Look at main.c in CmdLineOCFTester for usage example. The first argument is the full path to the .epub file to process. The second argument is full path to a read-write accessible file path where the EPUB content documents are written.

$ ./CmdLineOCFTester "/Users/bbuck/Documents/Medallion/Projects/CmdLineOCFTester/CmdLineOCFTester/Resources/9780316000000_MobyDick_r5.epub" /Users/bbuck/EPUB_STAGE/

note trailing slash "/" on second command line argument "/Users/bbuck/EPUB_STAGE/" Bug if not present.

Client application is responsible for deleting contents of directory specified in fileSystemRootDir argument to validateOCF3 (if writeToDisk == 1) once caller is done with publication content documents. If not delete contents, subsequent calls with different EPUB (as specified in epubFilePath) will not write files of same name. Recommendation is to delete contents prior to processing another EPUB. Also note value supplied to fileSystemRootDir must be a directory read-writeable (umask 0755) by user of process running calling code.

###Open Source Contribution EPUB3Processor was written by Medallion Media Group, for the purpose of supporting EPUB in their TREEbook product. To show support for the open source community and IDPF support effort on the Readium project, Medallion is contributing the processor so others can benefit from its usage. EPUB3Processor is free to use and distribute both for personal, academic, and commercial use. It may be modified and changed at will so long as the original license is intact. See License and Distribution below.
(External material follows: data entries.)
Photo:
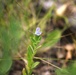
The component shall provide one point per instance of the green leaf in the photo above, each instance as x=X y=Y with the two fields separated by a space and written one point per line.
x=24 y=72
x=52 y=38
x=5 y=63
x=35 y=64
###Known Issues EPUB3Processor has been tested using several non-DRM EPUBs available on Project Gutenberg, epubBooks, Medallion Press, and the supplied Moby Dick EPUB 3 example on IDPF.

Here are some known issues:

  1. Certain metadata may not be processed correctly or may be skipped from the validation and adding to json object. Checks for both EPUB 2.x and 3 metadata are present but more works needs done for robustness.
  2. A few small memory leaks are currently being fixed.
  3. Does not process an NCX only spine data in the OPF.
  4. Validator will loop on all rootfiles specified in contents but has not been fully tested with EPUBS having multiple renditions.
  5. More I'm sure but we will track on GitHub.

###Licensing and Distribution EPUB3Processor is distributed under the MIT license. See LICENSE-MIT in distribution for details. Essentially, you are free to use, modify and redistribute this code for personal or commercial use.

###Roadmap See the projects Wiki on GitHub for future direction of EPUB3Processor.